Mit holländischem Boot auf dem Rhein

Im Jahr 1923 kam am Oberrhein die aus Holland stammende Ankerkuilenfischerei auf. Als erster Fischer im damaligen Bezirk Ludwigshafen betrieb sie Jakob Schneider XV. aus Altrip. Mit einem um 1926 am Niederrhein gebauten Holzschiff, getauft auf den Namen „Norbert“, ging er bis 1940 auf Aalfang.

Die Ankerkuile war ein Fischerei-Wasserfahrzeug ohne eigenen Antrieb und ohne Streckenfahrten, das mit einem ausladenden Netzbalken in der stärksten Rheinströmung nachts den abwandernden Blankaalen nachstellte. Dazu wurde das nussschalenartige Schiff in der Nacht am Längsseil vom Uferbau auf Netzbreite zu seinem Fangplatz gegiert.

Vor jeder Fangsaison wurde die Ankerkuile von einem Hafenbugsierboot an seinen zugewiesenen Platz geschleppt, wo es tagsüber an einem Poller oder Baum fest verankert war. Wichtig war, dass beim Fischen die Fangvorrichtung in der Talweg-Fahrrinne lag. Möglich wurde diese Fischerei überhaupt erst nach der Rheinregulierung (Schiffbarmachung) durch Max Honsell nach 1900. Nun wanderte der geschlechtsreife Aal nicht mehr über die gesamte Strombreite, bis Mannheim immerhin 240 Meter, sondern „gebündelt“ über die Schifffahrtsrinne ab.

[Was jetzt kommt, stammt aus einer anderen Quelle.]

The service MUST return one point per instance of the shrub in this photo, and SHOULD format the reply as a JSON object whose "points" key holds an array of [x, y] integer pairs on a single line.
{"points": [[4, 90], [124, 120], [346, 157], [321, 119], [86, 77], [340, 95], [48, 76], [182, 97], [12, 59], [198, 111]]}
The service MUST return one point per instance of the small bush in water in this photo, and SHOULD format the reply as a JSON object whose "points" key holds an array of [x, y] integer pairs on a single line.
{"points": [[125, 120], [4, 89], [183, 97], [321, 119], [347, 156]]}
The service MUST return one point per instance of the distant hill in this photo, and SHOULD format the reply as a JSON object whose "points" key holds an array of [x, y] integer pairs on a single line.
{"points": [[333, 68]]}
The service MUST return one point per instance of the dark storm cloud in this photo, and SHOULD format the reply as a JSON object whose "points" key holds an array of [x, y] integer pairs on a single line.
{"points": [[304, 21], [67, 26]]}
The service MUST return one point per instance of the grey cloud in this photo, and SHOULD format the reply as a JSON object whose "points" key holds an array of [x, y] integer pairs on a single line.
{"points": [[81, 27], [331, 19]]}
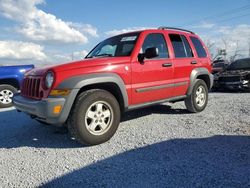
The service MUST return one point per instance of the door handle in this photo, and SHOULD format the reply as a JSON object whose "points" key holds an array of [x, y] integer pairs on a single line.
{"points": [[167, 64]]}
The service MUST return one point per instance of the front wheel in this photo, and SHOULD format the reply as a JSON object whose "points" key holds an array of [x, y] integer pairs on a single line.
{"points": [[197, 100], [95, 117], [6, 94]]}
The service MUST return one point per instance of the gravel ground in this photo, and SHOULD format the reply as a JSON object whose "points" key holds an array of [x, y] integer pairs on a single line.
{"points": [[160, 146]]}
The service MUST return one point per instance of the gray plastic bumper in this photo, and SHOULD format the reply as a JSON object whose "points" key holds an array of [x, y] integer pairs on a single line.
{"points": [[43, 109]]}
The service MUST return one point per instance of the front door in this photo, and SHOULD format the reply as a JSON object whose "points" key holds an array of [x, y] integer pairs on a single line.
{"points": [[152, 78]]}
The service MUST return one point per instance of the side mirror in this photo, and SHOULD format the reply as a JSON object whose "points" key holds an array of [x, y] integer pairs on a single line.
{"points": [[149, 54]]}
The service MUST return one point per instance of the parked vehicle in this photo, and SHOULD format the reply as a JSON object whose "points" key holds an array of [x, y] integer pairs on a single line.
{"points": [[219, 66], [10, 81], [235, 77], [122, 73]]}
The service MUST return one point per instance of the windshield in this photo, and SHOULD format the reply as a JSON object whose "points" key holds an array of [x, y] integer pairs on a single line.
{"points": [[218, 65], [240, 64], [118, 46]]}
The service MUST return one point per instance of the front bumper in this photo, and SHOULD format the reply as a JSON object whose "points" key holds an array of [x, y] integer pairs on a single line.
{"points": [[43, 109]]}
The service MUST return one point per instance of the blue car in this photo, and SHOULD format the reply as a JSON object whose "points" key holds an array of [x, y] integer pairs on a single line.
{"points": [[10, 82]]}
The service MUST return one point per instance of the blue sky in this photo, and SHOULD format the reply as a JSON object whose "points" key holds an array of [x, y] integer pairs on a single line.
{"points": [[44, 32]]}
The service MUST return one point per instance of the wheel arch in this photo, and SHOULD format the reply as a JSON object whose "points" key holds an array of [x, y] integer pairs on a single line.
{"points": [[107, 81], [200, 73]]}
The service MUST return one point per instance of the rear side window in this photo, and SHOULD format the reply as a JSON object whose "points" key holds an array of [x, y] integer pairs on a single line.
{"points": [[199, 47], [156, 40], [181, 46]]}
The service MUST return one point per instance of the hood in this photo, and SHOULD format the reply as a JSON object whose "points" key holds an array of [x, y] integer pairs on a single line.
{"points": [[235, 73], [91, 62]]}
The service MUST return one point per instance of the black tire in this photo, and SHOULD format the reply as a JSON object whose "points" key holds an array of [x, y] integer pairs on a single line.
{"points": [[5, 97], [191, 103], [78, 119]]}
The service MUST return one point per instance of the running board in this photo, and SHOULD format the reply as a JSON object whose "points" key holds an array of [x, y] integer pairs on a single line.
{"points": [[173, 99]]}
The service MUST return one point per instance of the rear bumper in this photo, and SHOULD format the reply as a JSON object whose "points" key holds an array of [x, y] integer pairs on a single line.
{"points": [[43, 109]]}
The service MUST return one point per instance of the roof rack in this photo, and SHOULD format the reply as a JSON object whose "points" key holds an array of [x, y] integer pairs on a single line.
{"points": [[174, 28]]}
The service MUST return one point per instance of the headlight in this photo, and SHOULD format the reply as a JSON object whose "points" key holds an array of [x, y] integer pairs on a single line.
{"points": [[245, 82], [49, 79]]}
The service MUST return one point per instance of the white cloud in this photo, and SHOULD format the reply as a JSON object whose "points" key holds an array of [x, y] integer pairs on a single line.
{"points": [[18, 50], [38, 25], [85, 28], [230, 38], [63, 58], [126, 30]]}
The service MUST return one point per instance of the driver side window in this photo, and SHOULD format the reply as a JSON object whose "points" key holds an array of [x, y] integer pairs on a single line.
{"points": [[156, 40]]}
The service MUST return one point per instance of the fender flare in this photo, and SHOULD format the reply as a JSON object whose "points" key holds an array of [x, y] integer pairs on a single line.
{"points": [[198, 72], [78, 82]]}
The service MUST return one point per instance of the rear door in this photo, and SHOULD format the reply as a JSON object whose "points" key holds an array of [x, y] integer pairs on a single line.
{"points": [[152, 79], [184, 62]]}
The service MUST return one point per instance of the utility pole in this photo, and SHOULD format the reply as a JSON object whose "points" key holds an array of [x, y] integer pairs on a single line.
{"points": [[249, 48]]}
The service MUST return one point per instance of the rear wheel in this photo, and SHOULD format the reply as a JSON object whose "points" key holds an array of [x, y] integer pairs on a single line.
{"points": [[95, 117], [197, 100], [6, 94]]}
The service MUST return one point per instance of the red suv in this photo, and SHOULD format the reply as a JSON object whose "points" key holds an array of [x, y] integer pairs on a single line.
{"points": [[122, 73]]}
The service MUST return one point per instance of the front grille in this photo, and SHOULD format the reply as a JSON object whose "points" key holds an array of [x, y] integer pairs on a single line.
{"points": [[31, 88], [229, 79]]}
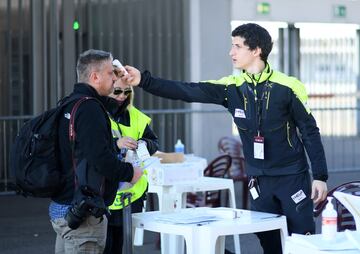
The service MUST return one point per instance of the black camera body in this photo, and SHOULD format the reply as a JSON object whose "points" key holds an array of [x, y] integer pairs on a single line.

Aus der Ferne sah der Ankerkuile aus wie ein Segelschiff. Aus der Ferne sah der Ankerkuile aus wie ein Segelschiff. Das Boot des „Fischer-Jakob“, wie der Altriper Pionier allgemein genannt wurde, hatte ein rund 30 Meter langes, zehn Meter breites und etwa fünf Meter tiefes Netz mit 640 Maschen. Zu jener Zeit wurden die Hanf- und Baumwollnetze noch direkt aus Holland bezogen und hielten höchstens zwei Fangperioden durch. Das Netz wurde daher nach jedem Fangtag am zwölf Meter hohen Schokkermast aufgezogen, um möglichst viel Fäulnis zu vermeiden.

Hochgezogen wurde auch jeweils die Reuse sowie der Schlusssack, die Fugge. Aus der Ferne sah der Ankerkuile dann aus wie ein Segelschiff. Für einzelne Fischerutensilien gab es seltsame Bezeichnungen. Der notwendige Bei-Nachen etwa hieß „Flieger“, das U-förmige Verbindungsglied, der Schäkel, nannte man „Kuhmaul“, die Reuse „Wolf“ und der Schöpfeimer „Pils“. Die zu jedem Schokker gehörenden vier Drahtseile, der Voraus-, Beifall-, Land- und Achterdraht waren das „Gelege“. Ging der Fischer-Jakob auf den Strom, so hieß die Losung: „Gut Fang und kein Netz- und Balkenbruch“. In der Mitte des Schokkers befand sich eine „Hälteranlage“, die von Rheinwasser durchströmt wurde und die lebende Beute aufnahm.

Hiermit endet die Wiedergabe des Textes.